Your narrow minded way of thinking is exactly why the same handful of people are running the show now. They have everyone fooled that you need some deep knowledge of soccer and the US in order to succeed in their roles. Its bullshit.
I might quibble on the role of "president"--as the role is currently defined, it's an unpaid part-time job that seems to involve herding cats and being a figurehead more than anything else. That in itself may be a problem--is the president of US Soccer actually supposed to do stuff on their own? Or to merely cheerlead and leave the actual work to others? My guess is the expectations of the role don't align well with the resources and powers accorded to the position, which is an issue.
And I would add that obviously you want "soccer guys" in the position of coach, and pretty much any other role that involves supervising or working with players, though the comment above mainly concerns higher-level management roles.
But if you impose the requirements that everyone involved must a) be a high-level "soccer person", b) be an American (this seems to be less of a requirement, but the only position that seems to ever get staffed with foreigners is head coach, with both Bora Mulitenovic and Jurgen Klinsmann previously serving in that role), and c) not have MLS cooties--there still remains a large portion of the USMNT fanbase that views the domestic league as a resume stain, and as proof positive that someone isn't good enough to hold a similar position in Europe--then you essentially limit yourself to what we have here: people who made their names in amateur soccer (mainly college and international), which means you are dealing with a small gene pool.
And the amateur soccer scene in this country, stinks.
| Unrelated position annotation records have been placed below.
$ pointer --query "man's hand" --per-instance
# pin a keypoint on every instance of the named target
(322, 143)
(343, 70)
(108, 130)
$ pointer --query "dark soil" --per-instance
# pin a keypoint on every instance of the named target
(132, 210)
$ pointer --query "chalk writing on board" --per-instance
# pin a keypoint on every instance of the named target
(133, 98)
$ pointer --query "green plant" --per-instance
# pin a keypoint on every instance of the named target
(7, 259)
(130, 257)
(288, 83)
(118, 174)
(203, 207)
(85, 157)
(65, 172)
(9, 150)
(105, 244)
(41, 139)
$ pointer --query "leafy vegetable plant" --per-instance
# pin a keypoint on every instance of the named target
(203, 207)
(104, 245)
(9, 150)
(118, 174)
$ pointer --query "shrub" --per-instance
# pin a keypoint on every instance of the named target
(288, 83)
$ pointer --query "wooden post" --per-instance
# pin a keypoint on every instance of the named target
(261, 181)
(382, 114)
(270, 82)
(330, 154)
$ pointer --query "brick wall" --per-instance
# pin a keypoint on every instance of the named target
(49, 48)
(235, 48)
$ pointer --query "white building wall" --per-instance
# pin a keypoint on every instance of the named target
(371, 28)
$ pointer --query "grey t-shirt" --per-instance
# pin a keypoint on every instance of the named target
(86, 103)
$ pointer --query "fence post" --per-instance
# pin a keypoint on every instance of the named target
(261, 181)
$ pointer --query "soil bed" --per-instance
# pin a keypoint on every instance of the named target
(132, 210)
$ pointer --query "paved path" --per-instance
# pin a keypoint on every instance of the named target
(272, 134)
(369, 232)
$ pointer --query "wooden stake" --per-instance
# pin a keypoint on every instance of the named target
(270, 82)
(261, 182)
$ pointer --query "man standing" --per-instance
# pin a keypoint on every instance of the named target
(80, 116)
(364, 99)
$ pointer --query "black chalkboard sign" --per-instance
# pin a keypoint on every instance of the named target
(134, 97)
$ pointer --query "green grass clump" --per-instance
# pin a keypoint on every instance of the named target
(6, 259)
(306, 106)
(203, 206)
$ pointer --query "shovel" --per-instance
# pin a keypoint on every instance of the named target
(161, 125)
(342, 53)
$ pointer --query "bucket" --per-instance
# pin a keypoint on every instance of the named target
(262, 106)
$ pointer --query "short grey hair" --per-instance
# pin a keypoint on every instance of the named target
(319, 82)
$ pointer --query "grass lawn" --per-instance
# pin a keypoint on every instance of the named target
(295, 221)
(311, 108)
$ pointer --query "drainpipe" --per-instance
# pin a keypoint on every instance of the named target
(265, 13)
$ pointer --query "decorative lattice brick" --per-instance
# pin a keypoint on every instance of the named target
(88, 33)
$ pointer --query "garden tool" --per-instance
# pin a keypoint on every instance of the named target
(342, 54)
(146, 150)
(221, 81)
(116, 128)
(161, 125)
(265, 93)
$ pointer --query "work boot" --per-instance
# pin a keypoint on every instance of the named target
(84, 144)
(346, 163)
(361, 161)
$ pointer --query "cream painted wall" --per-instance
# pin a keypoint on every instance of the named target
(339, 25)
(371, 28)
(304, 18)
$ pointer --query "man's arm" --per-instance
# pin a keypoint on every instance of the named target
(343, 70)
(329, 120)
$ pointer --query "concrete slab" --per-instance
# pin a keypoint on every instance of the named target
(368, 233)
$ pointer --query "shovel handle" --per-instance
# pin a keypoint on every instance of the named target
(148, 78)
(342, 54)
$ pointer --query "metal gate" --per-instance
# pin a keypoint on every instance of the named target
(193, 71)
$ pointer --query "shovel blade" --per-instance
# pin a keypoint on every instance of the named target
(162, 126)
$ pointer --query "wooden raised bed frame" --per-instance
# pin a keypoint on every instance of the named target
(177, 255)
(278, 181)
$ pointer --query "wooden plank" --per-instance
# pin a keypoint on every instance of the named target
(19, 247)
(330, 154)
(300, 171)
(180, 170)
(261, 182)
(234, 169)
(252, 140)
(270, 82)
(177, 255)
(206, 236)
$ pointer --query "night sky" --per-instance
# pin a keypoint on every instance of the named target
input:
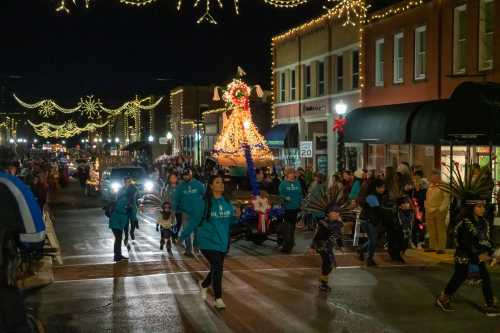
(115, 51)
Academic soccer (NCAA and high school) is fine for what it is--an adjunct, supposedly, to the educational mission of the hosting schools. Our secondary schools and universities should put learning first and sports second; indeed, we're one of the few countries in the world where major interscholastic sports is even a thing. That said, the reluctance of both high school and college soccer to abandon their silly custom rulesets and simply adopt the Laws of the Game, like MLS has done and the club scene has done, is frustrating. But we shouldn't expect the core of player development to happen in schools, it's not the mission of schools to produce soccer talent.
On the other hand, our pay-to-play youth system, especially at the highest levels, where players are competing to be noticed by professional and college scouts, is a cesspool of corruption, grift, and avarice. Where players (and their parents) are shaken down by an ever-changing cast of gatekeepers and thieves peddling "access" to the top levels of the sport, in exchange for said parents being willing to spend thousands of dollars on useless travel, private training, league-exclusive showcases, and other devices designed to ensure that players who don't play for the "right" clubs, get left behind. Where the academies previously run by the Federation, and now run by MLS, are routinely viewed as a competitive threat, "poaching" talent that rightfully belongs to the youth clubs that recruited the players as young children. (Or poached them in turn from a smaller club that stays out of this rat-race; my comments do not apply to the country's recreational leagues). Where we have a whole rat's nest of competing leagues and sanctioning organizations, including one newer one that seems to mainly exist because its members were chafing at the middling attempts by the older one to impose some minimal regulations on the conduct of clubs and coaches, and which to this day are trying to shank each other and claim the dominant role on the youth soccer pyramid.
And these are the guys (and gals) we want running the national federation?